Interesting breakfast options at the Shipyard Cafe in Chickasaw include the gyro-egg-and-cheese biscuit, left, and the gyro burrito.Lawrence Specker | [email protected]
The breakfast menu, like the lunch and dinner slate, mixes standards with a few surprises. Yes, you can get your bacon and sausage and eggs in biscuit or burrito or platter form. But the gyro-egg-and-cheese biscuit ($6.95) puts a whole different spin on a familiar handful. The gyro burrito ($8.95) ups the ante considerably, adding tasty sauteed potatoes to the mix for an even more flavorful, and much more substantial, portion.
It’s not just a gimmick. Certainly not to Giddu. Louisiana has something unique in Creole cuisine, south Florida draws on Caribbean influences. To him, Southern cuisine has the potential to be that distinctive and have that kind of drawing power.
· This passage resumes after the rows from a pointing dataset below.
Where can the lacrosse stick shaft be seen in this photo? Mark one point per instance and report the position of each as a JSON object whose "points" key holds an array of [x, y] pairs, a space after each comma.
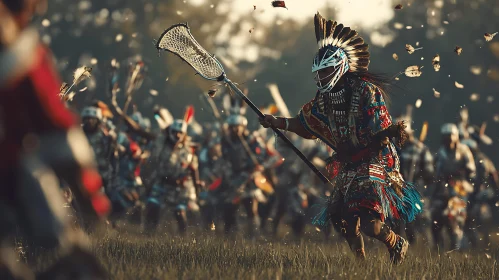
{"points": [[277, 131]]}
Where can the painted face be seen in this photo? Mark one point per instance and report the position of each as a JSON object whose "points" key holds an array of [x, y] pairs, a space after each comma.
{"points": [[329, 66]]}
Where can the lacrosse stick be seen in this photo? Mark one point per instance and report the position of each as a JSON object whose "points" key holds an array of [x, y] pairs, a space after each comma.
{"points": [[178, 40]]}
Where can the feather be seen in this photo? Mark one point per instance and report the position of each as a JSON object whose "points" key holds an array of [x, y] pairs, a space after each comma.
{"points": [[317, 21], [337, 32], [323, 26], [329, 24], [359, 48], [355, 42], [63, 89], [413, 71], [348, 38], [343, 33], [81, 74], [189, 114]]}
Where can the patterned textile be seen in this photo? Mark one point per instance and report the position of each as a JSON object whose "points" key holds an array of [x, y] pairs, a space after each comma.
{"points": [[416, 162], [363, 177]]}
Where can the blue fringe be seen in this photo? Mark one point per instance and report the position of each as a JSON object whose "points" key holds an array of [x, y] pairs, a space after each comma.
{"points": [[408, 206], [324, 216]]}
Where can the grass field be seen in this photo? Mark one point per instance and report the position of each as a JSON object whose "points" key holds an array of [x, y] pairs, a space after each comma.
{"points": [[210, 256]]}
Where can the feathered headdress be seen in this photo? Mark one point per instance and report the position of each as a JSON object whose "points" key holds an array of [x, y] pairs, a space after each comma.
{"points": [[234, 105], [332, 34]]}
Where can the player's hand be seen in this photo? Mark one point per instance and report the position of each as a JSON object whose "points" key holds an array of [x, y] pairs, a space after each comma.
{"points": [[268, 121]]}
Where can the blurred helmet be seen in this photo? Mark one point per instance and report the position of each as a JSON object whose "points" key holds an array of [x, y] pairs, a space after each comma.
{"points": [[449, 128], [329, 56], [177, 126], [92, 112], [144, 123], [472, 144], [234, 120]]}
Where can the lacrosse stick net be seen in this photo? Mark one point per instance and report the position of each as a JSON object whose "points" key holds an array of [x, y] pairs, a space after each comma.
{"points": [[179, 40]]}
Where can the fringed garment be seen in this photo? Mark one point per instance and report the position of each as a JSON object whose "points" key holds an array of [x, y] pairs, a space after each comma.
{"points": [[365, 166]]}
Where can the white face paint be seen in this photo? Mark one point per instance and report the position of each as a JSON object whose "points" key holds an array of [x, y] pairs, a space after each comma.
{"points": [[335, 61]]}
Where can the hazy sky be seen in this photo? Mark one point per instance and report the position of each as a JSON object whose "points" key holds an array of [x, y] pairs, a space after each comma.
{"points": [[366, 15]]}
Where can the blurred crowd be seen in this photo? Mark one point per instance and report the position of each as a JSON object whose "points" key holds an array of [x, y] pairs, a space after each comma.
{"points": [[214, 175]]}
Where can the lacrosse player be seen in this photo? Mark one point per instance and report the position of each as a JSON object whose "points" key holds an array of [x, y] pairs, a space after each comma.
{"points": [[349, 114], [42, 145]]}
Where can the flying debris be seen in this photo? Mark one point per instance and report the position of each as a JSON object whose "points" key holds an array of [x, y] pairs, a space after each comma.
{"points": [[418, 104], [436, 63], [46, 23], [279, 4], [436, 93], [489, 37], [63, 89], [413, 71], [212, 92], [410, 49], [81, 74], [69, 96], [474, 97], [476, 70]]}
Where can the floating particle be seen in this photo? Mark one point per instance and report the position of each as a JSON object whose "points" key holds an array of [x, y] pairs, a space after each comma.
{"points": [[45, 23], [488, 37], [398, 25], [476, 70], [279, 4], [436, 93], [410, 49], [413, 71], [436, 63], [474, 97], [212, 92]]}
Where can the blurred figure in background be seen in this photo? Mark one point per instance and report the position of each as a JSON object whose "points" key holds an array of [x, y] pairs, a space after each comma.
{"points": [[42, 147], [176, 181], [481, 205], [416, 166], [454, 172]]}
“Here in the South, you know, small entrepreneurs, we just try to hang in there, create our own, hoping one day we just continue that journey to elevate and make a name to ourselves,” he said. “Even knowing that we choose location like a Chickasaw instead of being in Mobile or downtown or Saraland, which is massively growing right now, we still maintain staying here because we want to be known for our own self.”

Blackened chicken and shrimp — with a side of hummus — at the Shipyard Cafe in Chickasaw.Lawrence Specker | [email protected]
Persistence has helped get the word out, and breaks like Mobtown Burger Week don’t hurt. Giddu said DoorDash has been a huge boon for the café, helping it develop its online takeout operations.
“We kind of took our time curating the clientele base that we’re at right now and and it’s crazy,” he said. “Sixty percent of my clients, my daily clients, the regular returns, they’re from Saraland.”
“I’m so grateful,” he said. “Honestly, we encounter a lot of good people out here who motivate us to keep on being who we are. We get a lot of support from the locals and we’re so grateful for that as well.
“Unlike the differences when it comes to food, there is no difference between me and you,” he said. “We all alike, we all eat food. So that’s what we like the most is, hey, that smile, that customer walking out the door satisfied, that’s the goal of the day. That’s how I make my day, every day.”